Well, last week they announced that LuLu had placed 2nd overall in the high school division of this national contest.  We were ecstatic!  (I probably needed to preface this with the fact that last year she won the national contest.)  Since submitting the house in December, LuLu has waffled back and forth between being sure that she would win something and sure that she was a “big loser” (her words).  Therein lies the paradox.  It’s all or nothing with this kid.  She’s either the best, the champion, the king of the mountain (nah-nah-nah-nah-nah) or she’s a failure, a loser, worthless and should just die.  And she can swing back and forth at break-neck speed.  It’s exhausting to watch, so it must be even more exhausting to experience.

LuLu truly is creative.  She comes up with incredible concepts and has artistic abilities I wish I could mimic.  She also has many disabilities and challenges that hold her back.  Perhaps the biggest is her incredibly skewed view of herself.  In her mind, she’s either “God’s gift to humanity” or “pond scum worthy of annihilation.”  There is no in between.

So, it didn’t surprise me that in the middle of the parental pride moment I was feeling as she presented pictures and an explanation of her gingerbread creation, I heard her announce to the virtual gathering that she “could make fondant horse heads better than anybody.”  It also didn’t surprise me that once the microphone was turned off,  she declared that she was a “stupid baby.”  Such it is with my child.  She can’t allow herself the joy and satisfaction of a job well done without these extremes coming into play.  She can’t find the balance that allows her to be humble without slipping into humiliation.  Too much to be proud of and instead of just savoring it, she finds ways to denigrate herself.

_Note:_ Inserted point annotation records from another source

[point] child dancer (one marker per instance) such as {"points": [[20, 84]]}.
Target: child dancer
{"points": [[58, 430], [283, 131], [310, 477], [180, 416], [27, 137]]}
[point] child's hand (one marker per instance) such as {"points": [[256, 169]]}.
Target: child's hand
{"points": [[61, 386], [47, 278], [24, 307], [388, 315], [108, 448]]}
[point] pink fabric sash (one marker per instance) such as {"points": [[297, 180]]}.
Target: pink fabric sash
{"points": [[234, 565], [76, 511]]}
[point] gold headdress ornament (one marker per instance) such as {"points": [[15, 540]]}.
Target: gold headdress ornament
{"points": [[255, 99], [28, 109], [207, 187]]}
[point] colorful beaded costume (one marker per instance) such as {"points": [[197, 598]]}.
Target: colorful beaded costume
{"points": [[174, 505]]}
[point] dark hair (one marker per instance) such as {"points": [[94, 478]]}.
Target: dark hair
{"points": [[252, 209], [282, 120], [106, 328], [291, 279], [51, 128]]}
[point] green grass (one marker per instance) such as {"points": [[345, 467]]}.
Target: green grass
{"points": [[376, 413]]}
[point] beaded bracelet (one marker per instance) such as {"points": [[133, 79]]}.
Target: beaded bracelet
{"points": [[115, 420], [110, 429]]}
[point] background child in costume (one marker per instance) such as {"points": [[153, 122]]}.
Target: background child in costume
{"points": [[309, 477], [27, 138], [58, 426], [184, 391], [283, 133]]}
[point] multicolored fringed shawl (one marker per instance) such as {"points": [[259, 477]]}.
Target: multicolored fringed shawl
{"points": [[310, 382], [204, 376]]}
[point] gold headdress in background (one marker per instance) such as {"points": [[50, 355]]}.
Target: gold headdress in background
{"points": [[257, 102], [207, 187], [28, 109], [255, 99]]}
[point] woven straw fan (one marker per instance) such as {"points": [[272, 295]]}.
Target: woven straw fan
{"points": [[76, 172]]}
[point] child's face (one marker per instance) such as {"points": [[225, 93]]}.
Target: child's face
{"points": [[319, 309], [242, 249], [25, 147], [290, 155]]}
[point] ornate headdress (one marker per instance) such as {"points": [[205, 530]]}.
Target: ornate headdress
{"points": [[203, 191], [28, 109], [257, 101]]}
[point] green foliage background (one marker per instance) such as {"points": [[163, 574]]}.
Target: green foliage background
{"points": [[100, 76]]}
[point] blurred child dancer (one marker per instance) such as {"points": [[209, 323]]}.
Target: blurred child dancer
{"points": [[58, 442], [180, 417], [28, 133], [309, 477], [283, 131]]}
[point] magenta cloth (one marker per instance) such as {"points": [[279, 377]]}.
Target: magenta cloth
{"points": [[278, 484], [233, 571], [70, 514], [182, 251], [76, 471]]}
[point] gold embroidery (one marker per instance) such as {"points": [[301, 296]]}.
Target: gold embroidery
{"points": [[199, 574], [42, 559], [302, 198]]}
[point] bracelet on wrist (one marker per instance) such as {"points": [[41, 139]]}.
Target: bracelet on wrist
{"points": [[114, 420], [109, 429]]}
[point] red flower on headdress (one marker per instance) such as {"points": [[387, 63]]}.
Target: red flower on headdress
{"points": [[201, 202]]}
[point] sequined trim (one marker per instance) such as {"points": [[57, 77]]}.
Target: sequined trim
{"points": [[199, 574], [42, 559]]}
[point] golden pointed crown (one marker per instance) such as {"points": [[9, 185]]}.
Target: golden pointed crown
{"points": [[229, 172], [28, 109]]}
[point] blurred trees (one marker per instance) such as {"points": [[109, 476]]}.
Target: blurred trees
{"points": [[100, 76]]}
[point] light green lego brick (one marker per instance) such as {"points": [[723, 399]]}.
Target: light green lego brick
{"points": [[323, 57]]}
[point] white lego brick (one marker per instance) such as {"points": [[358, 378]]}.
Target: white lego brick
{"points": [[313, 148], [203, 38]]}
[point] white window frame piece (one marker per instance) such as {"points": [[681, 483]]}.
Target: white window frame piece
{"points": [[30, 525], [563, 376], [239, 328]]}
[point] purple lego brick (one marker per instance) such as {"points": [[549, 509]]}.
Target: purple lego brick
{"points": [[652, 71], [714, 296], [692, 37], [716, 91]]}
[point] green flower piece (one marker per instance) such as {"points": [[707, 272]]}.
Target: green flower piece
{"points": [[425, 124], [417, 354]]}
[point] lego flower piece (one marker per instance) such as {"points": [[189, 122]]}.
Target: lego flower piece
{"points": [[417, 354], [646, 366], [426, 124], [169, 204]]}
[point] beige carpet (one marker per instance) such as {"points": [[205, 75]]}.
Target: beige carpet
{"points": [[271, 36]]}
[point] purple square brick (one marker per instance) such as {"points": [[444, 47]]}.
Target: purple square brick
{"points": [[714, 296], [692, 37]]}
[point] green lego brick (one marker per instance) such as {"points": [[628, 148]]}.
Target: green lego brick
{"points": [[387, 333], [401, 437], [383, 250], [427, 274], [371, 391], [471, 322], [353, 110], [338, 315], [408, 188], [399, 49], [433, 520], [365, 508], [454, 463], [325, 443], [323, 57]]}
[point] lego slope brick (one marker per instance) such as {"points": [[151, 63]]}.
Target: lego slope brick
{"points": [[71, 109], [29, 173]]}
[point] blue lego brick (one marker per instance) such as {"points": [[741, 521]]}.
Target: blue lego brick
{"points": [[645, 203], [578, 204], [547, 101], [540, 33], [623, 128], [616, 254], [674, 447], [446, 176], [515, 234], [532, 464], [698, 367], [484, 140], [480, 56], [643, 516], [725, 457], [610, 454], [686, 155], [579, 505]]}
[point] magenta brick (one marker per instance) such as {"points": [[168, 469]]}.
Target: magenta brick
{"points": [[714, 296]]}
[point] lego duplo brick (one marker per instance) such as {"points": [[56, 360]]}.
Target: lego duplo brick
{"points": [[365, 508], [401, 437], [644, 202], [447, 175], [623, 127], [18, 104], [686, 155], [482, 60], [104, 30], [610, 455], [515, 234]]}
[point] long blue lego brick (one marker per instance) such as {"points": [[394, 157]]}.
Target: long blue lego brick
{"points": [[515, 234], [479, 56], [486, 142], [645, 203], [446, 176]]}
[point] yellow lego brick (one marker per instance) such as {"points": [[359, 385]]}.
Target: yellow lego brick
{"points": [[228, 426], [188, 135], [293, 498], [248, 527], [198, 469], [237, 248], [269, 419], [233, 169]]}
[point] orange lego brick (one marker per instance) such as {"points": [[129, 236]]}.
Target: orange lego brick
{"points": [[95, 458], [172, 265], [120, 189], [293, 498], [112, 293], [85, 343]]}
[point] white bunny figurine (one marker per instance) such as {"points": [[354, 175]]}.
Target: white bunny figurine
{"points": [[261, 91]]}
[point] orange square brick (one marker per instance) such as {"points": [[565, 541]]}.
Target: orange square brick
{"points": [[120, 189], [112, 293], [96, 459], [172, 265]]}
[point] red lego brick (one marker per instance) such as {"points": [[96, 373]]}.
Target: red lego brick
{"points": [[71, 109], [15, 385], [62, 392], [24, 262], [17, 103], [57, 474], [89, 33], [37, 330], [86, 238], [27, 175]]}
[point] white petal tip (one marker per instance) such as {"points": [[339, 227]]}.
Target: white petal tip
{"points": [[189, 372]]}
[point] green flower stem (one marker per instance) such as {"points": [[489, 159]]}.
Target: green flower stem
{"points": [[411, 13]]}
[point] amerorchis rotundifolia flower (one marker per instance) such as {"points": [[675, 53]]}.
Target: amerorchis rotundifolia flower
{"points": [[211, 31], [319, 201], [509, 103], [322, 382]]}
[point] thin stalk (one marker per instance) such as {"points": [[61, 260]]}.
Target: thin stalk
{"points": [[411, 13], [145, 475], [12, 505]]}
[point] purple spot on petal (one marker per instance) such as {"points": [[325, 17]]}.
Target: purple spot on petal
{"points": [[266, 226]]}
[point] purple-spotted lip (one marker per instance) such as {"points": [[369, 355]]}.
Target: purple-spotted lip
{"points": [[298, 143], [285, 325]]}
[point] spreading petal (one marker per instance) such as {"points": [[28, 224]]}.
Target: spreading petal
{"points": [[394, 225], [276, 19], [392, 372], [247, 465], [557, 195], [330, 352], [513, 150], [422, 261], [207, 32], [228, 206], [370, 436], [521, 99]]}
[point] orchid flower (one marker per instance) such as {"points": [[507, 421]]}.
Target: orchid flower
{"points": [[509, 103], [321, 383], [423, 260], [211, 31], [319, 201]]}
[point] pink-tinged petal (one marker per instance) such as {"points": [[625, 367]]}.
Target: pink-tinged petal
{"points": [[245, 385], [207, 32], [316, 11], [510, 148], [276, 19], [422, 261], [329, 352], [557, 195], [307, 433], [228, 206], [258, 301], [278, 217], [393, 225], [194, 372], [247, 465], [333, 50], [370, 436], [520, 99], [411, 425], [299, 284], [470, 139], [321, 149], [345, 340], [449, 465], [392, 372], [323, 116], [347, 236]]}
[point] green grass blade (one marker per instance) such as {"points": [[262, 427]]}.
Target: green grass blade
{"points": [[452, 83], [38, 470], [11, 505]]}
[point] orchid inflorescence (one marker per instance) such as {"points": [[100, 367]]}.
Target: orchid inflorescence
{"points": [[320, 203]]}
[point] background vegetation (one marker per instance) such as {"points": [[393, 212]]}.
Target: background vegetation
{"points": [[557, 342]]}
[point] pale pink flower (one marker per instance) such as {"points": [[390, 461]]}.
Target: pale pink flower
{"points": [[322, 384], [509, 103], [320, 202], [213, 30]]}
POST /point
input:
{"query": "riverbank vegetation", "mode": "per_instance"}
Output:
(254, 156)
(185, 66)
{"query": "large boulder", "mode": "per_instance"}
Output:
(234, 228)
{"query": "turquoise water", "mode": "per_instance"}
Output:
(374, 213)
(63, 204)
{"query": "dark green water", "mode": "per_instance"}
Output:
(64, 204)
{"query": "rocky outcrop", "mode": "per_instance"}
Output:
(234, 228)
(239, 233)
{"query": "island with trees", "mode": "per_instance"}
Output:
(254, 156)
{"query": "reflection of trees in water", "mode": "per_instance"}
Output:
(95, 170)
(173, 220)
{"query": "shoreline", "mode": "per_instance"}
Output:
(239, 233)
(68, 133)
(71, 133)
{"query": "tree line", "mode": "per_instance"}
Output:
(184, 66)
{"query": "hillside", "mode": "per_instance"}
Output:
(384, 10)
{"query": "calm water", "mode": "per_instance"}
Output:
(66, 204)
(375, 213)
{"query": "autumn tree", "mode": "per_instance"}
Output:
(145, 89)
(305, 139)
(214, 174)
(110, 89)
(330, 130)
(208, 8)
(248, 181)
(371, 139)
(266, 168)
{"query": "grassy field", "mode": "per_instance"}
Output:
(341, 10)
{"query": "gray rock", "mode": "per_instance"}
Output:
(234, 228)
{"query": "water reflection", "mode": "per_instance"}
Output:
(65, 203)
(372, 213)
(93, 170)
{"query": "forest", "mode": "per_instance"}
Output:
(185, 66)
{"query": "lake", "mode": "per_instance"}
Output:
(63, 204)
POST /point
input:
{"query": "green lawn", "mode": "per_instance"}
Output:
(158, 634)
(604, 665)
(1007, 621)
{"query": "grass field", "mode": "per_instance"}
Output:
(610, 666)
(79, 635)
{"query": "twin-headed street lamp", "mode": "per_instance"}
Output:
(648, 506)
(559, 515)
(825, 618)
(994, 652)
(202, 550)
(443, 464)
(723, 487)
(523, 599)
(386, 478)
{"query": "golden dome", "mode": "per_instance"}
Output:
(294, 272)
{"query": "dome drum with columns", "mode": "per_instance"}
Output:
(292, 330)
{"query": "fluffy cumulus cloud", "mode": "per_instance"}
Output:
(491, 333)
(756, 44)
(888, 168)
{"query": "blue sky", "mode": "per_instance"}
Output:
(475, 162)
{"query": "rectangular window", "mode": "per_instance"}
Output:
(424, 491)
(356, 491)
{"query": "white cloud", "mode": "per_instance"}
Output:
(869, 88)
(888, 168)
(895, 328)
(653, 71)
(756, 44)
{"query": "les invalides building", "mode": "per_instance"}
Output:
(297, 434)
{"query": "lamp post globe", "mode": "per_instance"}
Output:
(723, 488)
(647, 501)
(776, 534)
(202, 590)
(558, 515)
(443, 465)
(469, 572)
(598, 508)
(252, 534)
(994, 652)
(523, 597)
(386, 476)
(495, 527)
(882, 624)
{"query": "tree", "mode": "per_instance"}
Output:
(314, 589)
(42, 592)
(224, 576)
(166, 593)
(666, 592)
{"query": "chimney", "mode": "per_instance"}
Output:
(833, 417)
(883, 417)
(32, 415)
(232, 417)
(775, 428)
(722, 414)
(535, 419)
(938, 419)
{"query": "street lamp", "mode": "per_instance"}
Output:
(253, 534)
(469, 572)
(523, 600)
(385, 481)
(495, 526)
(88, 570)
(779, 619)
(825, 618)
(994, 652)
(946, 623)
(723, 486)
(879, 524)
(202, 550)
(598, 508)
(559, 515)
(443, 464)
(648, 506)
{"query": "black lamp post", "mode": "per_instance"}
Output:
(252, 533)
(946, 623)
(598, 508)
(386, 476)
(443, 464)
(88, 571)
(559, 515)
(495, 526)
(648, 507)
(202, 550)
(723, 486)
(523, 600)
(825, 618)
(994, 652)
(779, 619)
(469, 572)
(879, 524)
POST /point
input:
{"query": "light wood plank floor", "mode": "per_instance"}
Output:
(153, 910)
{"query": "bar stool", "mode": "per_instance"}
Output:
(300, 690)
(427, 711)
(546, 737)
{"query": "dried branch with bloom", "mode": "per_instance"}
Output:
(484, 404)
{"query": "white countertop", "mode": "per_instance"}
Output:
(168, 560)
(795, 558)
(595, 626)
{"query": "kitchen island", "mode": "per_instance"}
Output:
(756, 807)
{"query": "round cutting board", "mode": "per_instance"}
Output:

It is a thought disorder, and part of what professionals would tell you shows that she could qualify for a personality disorder as she ages.  Frankly, I have no idea what to do about it.  It’s a very self-absorbed world view that is also all or nothing, black or white.  She can’t just accept herself as mixture of those extremes.  We talk about it…and cognitively she understands…but emotionally…well that’s where the problem is, isn’t it?